Выбрать главу

— А шинель в самом деле надо снять…

Аня чуть задержалась перед тем, как переступить.

— Я могу и до белья раздеться, товарищ майор.

И на миг замерла, ощутив всей зябнущей кожей, всем телом холодный, даже вроде бы давящий гнет евдокимовского молчания. Томительные секунды почти материально — так, что, казалось, тронь — и сразу почувствуешь их электрическую напряженность, — не текли, а словно бы, как резиновые, растягивались, растягивались.

— Дуреха! — помолчав, сказал Евдокимов.

Он подождал, пока Аня перешагнет через него, снимет мокрые, набухшие в тепле сапоги, пока уляжется у стены, прижимаясь потеснее к бревнам, подальше от него. Потом, явно подчеркивая свое равнодушие к ней, неторопливо, до хруста в челюсти зевнул, повернулся спиной, поплотнее укутался, подтыкая шинель под бока, и тут же младенчески тихо, размеренно задышал в темноте, засыпая.

Между ними не то что меча не надо было бы класть — даже школьного перочинного ножичка…

Скорчившись в неудобной, но уже ставшей привычной позе — грудью в солому, левую ногу поджав под себя, а правую вытянув и при этом слегка выставив кверху зад — потому что только в таком положении был надежно защищен от толчков и ушибов плохо заживающий большой рваный шов внизу живота, — Аня долго лежала, не в силах уснуть.

Все ее тяготило сегодня, все придавливало, угнетало.

А особенно злило это размеренное посапывание рядом. Как днем было нестерпимым невнимание Евдокимова, так сейчас была нестерпимой неведомо для чего проявленная им забота. А потом этот сон. Улегся и дрыхнет, как кролик.

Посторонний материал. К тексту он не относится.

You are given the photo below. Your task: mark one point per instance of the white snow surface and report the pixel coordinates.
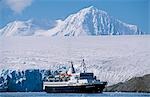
(87, 21)
(112, 58)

Иногда Ане казалось, что майор все же не спит. Просто делает вид, что уснул, а сам думает о лежащей с ним рядом Ане, об усталом, страдающем ее теле, живущем по тем же самым законам, по каким устает и страдает и его собственное, еще молодое, еще сильное тело. Вот сейчас майор повернется и скажет ей слова, которые она ждет от людей. Ото всех окружающих. В том числе и от него. Неужели не скажет слова доброты? Те самые золотые слова, которые говорила ей мать, когда хотела, чтобы Аня была лучше, чем она есть на самом деле. Но мать была слабая женщина. В ней давно перепуталось и хорошее и плохое. Сколько помнила Аня, мать всегда улыбалась, но в глазах у нее, там, на донышке, стыл такой неподвижный, такой едкий ледок…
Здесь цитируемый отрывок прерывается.